A decisão do presidente Jair Bolsonaro (PL) de conceder o perdão ao deputado federal bolsonarista Daniel Silveira (PTB-RJ) teve aval dos militares do governo e foi costurada pelo núcleo bolsonarista raiz do presidente – na contramão do que aconselhou o Centrão.
Bolsonaro, a princípio, tinha sido aconselhado a deixar a saída para o caso Silveira para o Parlamento: ou seja, pressionar Arthur Lira (PP-AL), presidente da Câmara, a salvar politicamente o mandato do deputado uma vez que, juridicamente, ele já estava condenado à prisão, mas os parlamentares poderiam questionar junto ao Supremo Tribunal Federal (STF) a decisão sobre o mandato.
A Câmara chegou a acionar o STF, mas Bolsonaro saiu do roteiro e aderiu ao “núcleo duro” de assessores: foram encarregados de achar a solução do decreto concedendo a graça a Silveira
- o subchefe de Assuntos Jurídicos do governo, Pedro Cesar Sousa;
- o secretário de Governo, Celio Faria;
- o ministro do Tribunal de Contas da União (TCU) Jorge Oliveira – indicado por Bolsonaro e considerado praticamente da família Bolsonaro;
- e o Advogado-Geral da União, Bruno Bianco.
Fora Bianco, todos são bolsonaristas raiz.
O Centrão, que tenta vender a imagem de um Bolsonaro “moderado”, foi vencido no argumento de que a decisão levaria a uma nova crise institucional com o STF.
O que é a ‘graça‘ concedida por Bolsonaro?
O termo técnico do que Bolsonaro concedeu a Daniel Silveira é “graça” e está previsto no artigo 74 do Código Penal.

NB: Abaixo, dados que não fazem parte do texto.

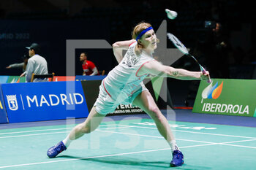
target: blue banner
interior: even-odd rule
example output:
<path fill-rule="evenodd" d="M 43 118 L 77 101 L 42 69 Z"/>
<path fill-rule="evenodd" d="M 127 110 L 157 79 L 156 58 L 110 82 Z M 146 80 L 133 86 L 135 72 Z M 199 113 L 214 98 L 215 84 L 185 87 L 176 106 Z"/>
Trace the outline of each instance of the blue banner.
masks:
<path fill-rule="evenodd" d="M 0 84 L 0 123 L 8 123 L 7 111 L 4 106 L 1 85 Z"/>
<path fill-rule="evenodd" d="M 9 123 L 87 117 L 80 82 L 4 84 Z"/>

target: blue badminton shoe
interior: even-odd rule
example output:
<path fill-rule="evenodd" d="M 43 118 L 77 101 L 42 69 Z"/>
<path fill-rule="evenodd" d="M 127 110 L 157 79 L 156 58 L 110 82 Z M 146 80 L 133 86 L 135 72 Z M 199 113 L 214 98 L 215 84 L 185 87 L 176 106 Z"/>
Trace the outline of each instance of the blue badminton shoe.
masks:
<path fill-rule="evenodd" d="M 61 141 L 56 145 L 49 148 L 49 150 L 47 151 L 47 155 L 50 158 L 55 158 L 56 155 L 58 155 L 59 153 L 61 153 L 62 151 L 64 151 L 65 150 L 67 150 L 67 147 L 64 144 L 62 141 Z"/>
<path fill-rule="evenodd" d="M 170 166 L 182 166 L 182 164 L 184 163 L 184 161 L 183 160 L 183 154 L 179 150 L 174 150 L 173 152 L 173 160 L 170 163 Z"/>

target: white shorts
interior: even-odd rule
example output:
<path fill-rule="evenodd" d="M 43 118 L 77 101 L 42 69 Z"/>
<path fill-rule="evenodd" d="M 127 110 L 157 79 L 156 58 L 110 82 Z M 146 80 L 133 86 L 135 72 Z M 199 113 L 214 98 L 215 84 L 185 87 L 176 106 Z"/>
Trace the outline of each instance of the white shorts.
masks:
<path fill-rule="evenodd" d="M 105 87 L 104 80 L 99 86 L 99 93 L 94 107 L 96 107 L 96 111 L 102 115 L 107 115 L 110 112 L 113 112 L 116 107 L 120 104 L 132 104 L 135 98 L 144 90 L 148 90 L 144 85 L 140 83 L 141 87 L 137 90 L 133 94 L 129 97 L 126 95 L 122 95 L 121 93 L 118 95 L 118 99 L 114 99 L 110 96 L 111 87 Z M 108 89 L 108 91 L 106 90 Z M 122 99 L 121 99 L 122 98 Z"/>

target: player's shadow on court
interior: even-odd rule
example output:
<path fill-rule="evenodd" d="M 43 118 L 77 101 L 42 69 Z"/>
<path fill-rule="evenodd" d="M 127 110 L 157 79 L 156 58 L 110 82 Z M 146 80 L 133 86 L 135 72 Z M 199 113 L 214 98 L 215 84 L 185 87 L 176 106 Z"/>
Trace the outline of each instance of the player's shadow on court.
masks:
<path fill-rule="evenodd" d="M 97 163 L 111 163 L 115 165 L 129 165 L 129 166 L 148 166 L 148 167 L 158 167 L 158 168 L 169 168 L 169 163 L 165 161 L 140 161 L 138 158 L 83 158 L 80 157 L 75 157 L 70 155 L 61 155 L 58 158 L 74 158 L 79 159 L 86 161 L 92 161 Z"/>
<path fill-rule="evenodd" d="M 123 158 L 115 156 L 109 158 L 83 158 L 80 157 L 70 156 L 70 155 L 61 155 L 57 158 L 74 158 L 79 159 L 81 161 L 97 162 L 97 163 L 111 163 L 115 165 L 127 165 L 127 166 L 145 166 L 148 167 L 156 167 L 156 168 L 162 168 L 162 169 L 170 169 L 169 166 L 170 162 L 167 161 L 140 161 L 138 158 L 133 158 L 131 157 L 125 157 Z M 198 166 L 187 165 L 184 163 L 182 166 L 180 167 L 172 167 L 173 169 L 184 169 L 184 170 L 211 170 L 212 169 L 210 167 L 206 166 Z"/>

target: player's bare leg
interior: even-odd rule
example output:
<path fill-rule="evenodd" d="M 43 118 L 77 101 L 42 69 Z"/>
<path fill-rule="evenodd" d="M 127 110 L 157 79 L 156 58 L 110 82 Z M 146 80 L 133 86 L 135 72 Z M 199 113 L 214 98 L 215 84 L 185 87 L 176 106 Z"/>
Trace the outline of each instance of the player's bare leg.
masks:
<path fill-rule="evenodd" d="M 76 125 L 64 140 L 61 141 L 47 151 L 48 157 L 52 158 L 57 156 L 62 151 L 67 150 L 67 147 L 69 147 L 73 140 L 94 131 L 102 121 L 105 116 L 97 112 L 95 107 L 93 107 L 86 121 Z"/>
<path fill-rule="evenodd" d="M 154 120 L 159 132 L 170 144 L 173 152 L 173 160 L 170 162 L 170 166 L 181 166 L 184 163 L 183 154 L 176 144 L 168 121 L 162 114 L 151 93 L 148 90 L 143 91 L 134 100 L 133 104 L 141 108 Z"/>

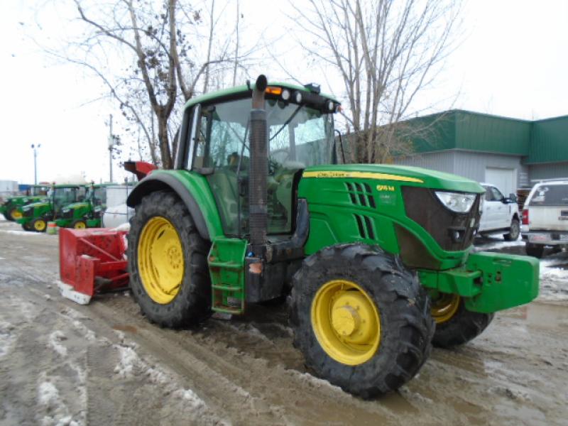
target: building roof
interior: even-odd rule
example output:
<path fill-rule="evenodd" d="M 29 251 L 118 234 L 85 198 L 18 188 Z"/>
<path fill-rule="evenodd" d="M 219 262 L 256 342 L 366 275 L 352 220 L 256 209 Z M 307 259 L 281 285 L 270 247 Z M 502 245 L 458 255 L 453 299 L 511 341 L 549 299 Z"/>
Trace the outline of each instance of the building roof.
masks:
<path fill-rule="evenodd" d="M 418 153 L 462 149 L 520 155 L 529 164 L 568 161 L 568 116 L 530 121 L 452 109 L 402 124 Z"/>

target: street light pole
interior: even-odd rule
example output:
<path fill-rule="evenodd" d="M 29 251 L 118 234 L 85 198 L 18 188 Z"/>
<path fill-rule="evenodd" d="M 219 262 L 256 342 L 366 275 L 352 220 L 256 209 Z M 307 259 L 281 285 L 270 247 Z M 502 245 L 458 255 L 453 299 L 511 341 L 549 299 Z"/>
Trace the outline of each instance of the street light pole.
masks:
<path fill-rule="evenodd" d="M 38 150 L 41 146 L 41 143 L 38 143 L 36 146 L 35 144 L 31 144 L 31 148 L 33 150 L 33 185 L 38 185 Z"/>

“A graça poderá ser provocada por petição do condenado, de qualquer pessoa do povo, do Conselho Penitenciário, ou do Ministério Público, ressalvada, entretanto, ao Presidente da Republica, a faculdade de concedê-la espontaneamente”, diz a lei.
Tecnicamente, a graça é diferente do indulto — a primeira é um benefício individual, enquanto o segundo é dado coletivamente, como no caso dos indultos natalinos, que são concedidos a diversas pessoas que se enquadram em determinados critérios.

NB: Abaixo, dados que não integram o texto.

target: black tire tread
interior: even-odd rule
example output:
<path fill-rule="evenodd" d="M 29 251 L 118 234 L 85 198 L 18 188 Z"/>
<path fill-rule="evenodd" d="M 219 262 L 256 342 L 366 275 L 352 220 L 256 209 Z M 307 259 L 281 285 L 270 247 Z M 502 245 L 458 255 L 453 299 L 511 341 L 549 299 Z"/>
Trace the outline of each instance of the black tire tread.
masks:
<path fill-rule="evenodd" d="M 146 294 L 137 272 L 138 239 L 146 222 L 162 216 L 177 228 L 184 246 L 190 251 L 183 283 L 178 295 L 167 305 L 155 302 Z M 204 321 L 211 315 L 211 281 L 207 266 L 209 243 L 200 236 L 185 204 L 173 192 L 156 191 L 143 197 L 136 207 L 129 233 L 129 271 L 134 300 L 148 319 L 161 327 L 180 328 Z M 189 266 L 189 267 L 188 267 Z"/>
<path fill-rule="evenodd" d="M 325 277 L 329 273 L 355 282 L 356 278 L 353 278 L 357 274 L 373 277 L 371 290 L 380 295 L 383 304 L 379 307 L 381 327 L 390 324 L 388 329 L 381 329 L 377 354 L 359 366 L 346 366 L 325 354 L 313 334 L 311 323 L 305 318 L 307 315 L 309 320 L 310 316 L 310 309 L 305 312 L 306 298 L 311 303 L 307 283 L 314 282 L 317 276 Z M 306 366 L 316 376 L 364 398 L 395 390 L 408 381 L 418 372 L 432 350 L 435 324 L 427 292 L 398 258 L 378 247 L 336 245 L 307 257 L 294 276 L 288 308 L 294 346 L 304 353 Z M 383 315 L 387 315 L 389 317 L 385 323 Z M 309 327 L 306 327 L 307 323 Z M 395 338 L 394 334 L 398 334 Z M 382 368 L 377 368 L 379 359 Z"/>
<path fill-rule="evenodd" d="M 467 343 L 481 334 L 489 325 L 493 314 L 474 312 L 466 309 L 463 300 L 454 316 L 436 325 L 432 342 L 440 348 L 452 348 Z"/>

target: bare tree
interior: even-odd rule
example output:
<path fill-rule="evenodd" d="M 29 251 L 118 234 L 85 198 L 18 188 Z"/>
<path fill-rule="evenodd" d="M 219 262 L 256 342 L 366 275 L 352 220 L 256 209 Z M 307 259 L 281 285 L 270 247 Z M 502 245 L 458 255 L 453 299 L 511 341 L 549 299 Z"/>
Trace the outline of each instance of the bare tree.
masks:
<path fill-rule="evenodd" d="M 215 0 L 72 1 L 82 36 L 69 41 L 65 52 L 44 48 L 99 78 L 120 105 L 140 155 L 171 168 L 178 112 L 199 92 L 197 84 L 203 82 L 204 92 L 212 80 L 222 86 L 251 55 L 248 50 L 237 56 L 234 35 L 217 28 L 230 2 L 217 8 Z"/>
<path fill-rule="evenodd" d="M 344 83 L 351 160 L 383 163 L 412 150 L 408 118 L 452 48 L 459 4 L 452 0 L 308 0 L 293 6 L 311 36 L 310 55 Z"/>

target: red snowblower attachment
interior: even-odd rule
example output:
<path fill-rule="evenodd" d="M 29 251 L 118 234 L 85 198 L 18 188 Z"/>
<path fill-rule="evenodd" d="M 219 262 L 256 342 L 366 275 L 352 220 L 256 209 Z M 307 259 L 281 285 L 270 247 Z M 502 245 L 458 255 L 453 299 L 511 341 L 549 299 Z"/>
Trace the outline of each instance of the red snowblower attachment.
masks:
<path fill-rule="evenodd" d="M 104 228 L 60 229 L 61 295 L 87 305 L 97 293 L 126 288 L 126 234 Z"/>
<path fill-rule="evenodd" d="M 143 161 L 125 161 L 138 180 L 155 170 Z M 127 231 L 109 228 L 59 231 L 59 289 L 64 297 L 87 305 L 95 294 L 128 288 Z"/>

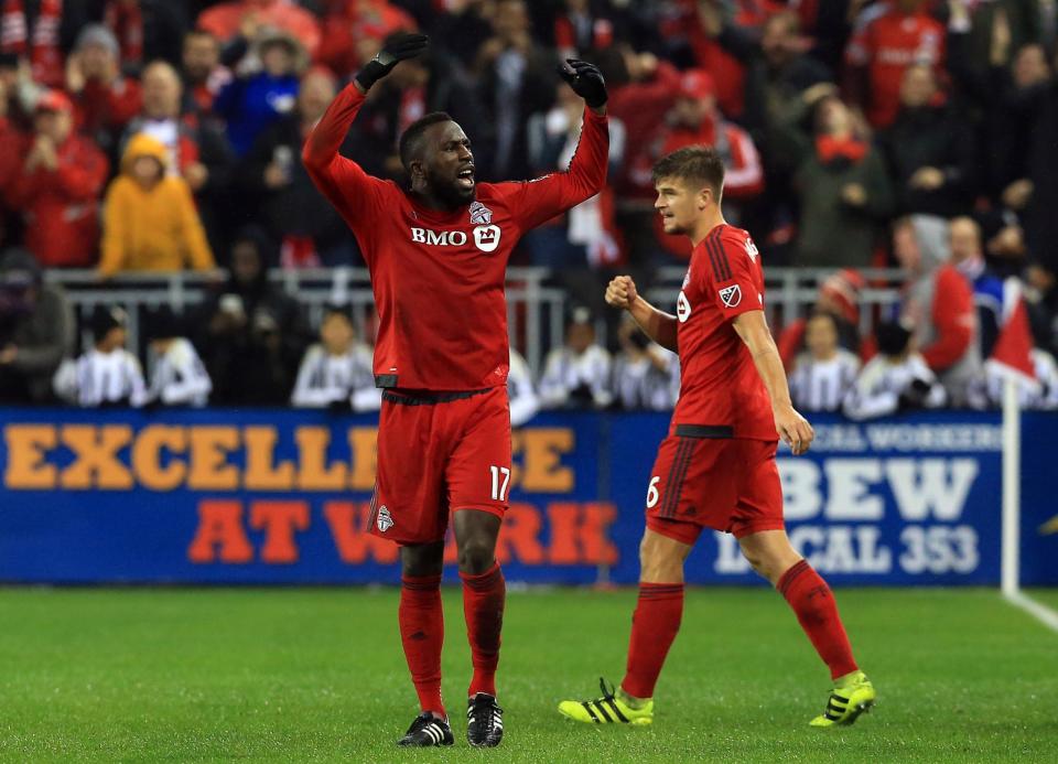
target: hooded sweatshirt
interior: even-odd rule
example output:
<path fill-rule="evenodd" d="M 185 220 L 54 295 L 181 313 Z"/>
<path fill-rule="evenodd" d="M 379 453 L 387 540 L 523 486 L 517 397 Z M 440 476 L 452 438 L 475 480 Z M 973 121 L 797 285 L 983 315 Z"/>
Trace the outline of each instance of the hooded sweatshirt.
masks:
<path fill-rule="evenodd" d="M 981 370 L 973 290 L 952 266 L 948 222 L 914 215 L 911 226 L 921 263 L 904 288 L 902 314 L 915 325 L 915 346 L 957 406 L 967 403 L 970 383 Z"/>
<path fill-rule="evenodd" d="M 132 162 L 152 157 L 163 176 L 151 189 L 132 179 Z M 177 271 L 191 265 L 195 270 L 214 267 L 213 251 L 198 218 L 191 189 L 184 179 L 168 175 L 165 147 L 154 138 L 134 136 L 121 158 L 121 174 L 107 191 L 104 209 L 102 257 L 99 272 Z"/>

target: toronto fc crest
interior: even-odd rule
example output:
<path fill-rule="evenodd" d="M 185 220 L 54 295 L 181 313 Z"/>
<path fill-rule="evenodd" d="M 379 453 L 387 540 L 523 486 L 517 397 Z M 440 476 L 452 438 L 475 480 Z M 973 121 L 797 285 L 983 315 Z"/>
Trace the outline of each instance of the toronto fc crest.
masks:
<path fill-rule="evenodd" d="M 493 211 L 481 202 L 471 205 L 471 223 L 476 226 L 487 226 L 493 222 Z"/>

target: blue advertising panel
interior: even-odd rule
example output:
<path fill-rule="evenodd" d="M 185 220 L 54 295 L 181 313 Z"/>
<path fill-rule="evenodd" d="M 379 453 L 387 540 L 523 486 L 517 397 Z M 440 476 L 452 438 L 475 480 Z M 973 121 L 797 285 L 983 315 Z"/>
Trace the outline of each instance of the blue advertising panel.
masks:
<path fill-rule="evenodd" d="M 0 580 L 397 582 L 397 548 L 367 532 L 376 419 L 312 411 L 0 411 Z M 795 545 L 836 583 L 1000 579 L 997 415 L 871 423 L 817 417 L 809 455 L 780 452 Z M 530 583 L 633 583 L 663 415 L 547 413 L 515 433 L 497 556 Z M 1058 417 L 1026 415 L 1026 443 Z M 1045 450 L 1025 449 L 1026 582 L 1058 583 Z M 1054 526 L 1054 529 L 1047 529 Z M 447 559 L 455 550 L 449 541 Z M 703 534 L 697 583 L 756 577 Z"/>

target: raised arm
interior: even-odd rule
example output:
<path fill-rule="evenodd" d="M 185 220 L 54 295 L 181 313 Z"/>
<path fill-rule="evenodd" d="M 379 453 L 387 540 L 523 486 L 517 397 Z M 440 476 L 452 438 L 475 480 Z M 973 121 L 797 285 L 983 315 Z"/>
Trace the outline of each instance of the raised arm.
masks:
<path fill-rule="evenodd" d="M 771 338 L 771 331 L 764 318 L 764 311 L 752 310 L 741 313 L 732 322 L 735 332 L 749 349 L 753 363 L 771 399 L 771 412 L 775 416 L 775 429 L 792 449 L 794 455 L 808 451 L 816 433 L 812 426 L 794 408 L 790 388 L 786 384 L 786 370 L 782 359 Z"/>
<path fill-rule="evenodd" d="M 639 329 L 647 336 L 666 349 L 678 353 L 676 327 L 677 319 L 665 311 L 660 311 L 639 297 L 636 282 L 630 276 L 618 276 L 606 287 L 606 303 L 614 308 L 622 308 L 639 324 Z"/>
<path fill-rule="evenodd" d="M 408 34 L 386 45 L 356 74 L 353 83 L 331 101 L 305 141 L 301 160 L 309 176 L 350 226 L 369 216 L 376 192 L 385 182 L 371 177 L 356 162 L 338 154 L 338 149 L 371 85 L 389 74 L 401 61 L 422 53 L 427 43 L 423 34 Z"/>
<path fill-rule="evenodd" d="M 584 61 L 569 60 L 559 69 L 570 87 L 584 99 L 581 139 L 565 172 L 523 183 L 501 183 L 522 230 L 591 198 L 606 185 L 609 162 L 609 129 L 606 121 L 606 84 L 598 68 Z"/>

Por que juristas questionam graça a Daniel Silveira?
O principal debate jurídico levantado pelo perdão oficial dado por Bolsonaro é sobre a validade do ato: tradicionalmente graças são dadas a casos que já foram transitados em julgado, ou seja, quando todas as possibilidades de recorrer são esgotadas em um processo. Esse não é o caso de Daniel Silveira agora. No entanto, juristas divergem sobre se esse critério é obrigatório ou não.
Para o jurista e desembargador aposentado Walter Maierovitch, o decreto anunciado pelo presidente poderia ser considerado tecnicamente nulo, uma vez que, do ponto de vista jurídico, o julgamento de Daniel Silveira ainda está em curso, pois ainda cabem recursos da decisão do plenário do STF.
Bolsonaro estaria cometendo crime de responsabilidade?
A lei dos crimes de responsabilidade é de 1950. É ela que norteia, por exemplo, o processo de impeachment como o que aconteceu com a ex-presidente Dilma Rousseff (PT), em 2016.
O artigo nº 6 da lei diz que são crimes quaisquer atos que atentarem contra o livre exercício dos Poderes Legislativo e Judiciário.
O jurista Gustavo Badaró também avalia que o indulto a Silveira possa ser interpretado como um crime de responsabilidade.
“É um crime de responsabilidade porque ele (Bolsonaro) está interferindo no funcionamento do Judiciário. É uma forma de dizer que, independentemente do que o Judiciário faça em relação a uma determinada pessoa, o Executivo não permitirá que ela seja punida”, explicou.
Os juristas afirmam que, apesar de o decreto extinguir a pena dada pelo STF a Silveira, muito provavelmente, vai caber ao próprio Supremo avaliar a legalidade da medida.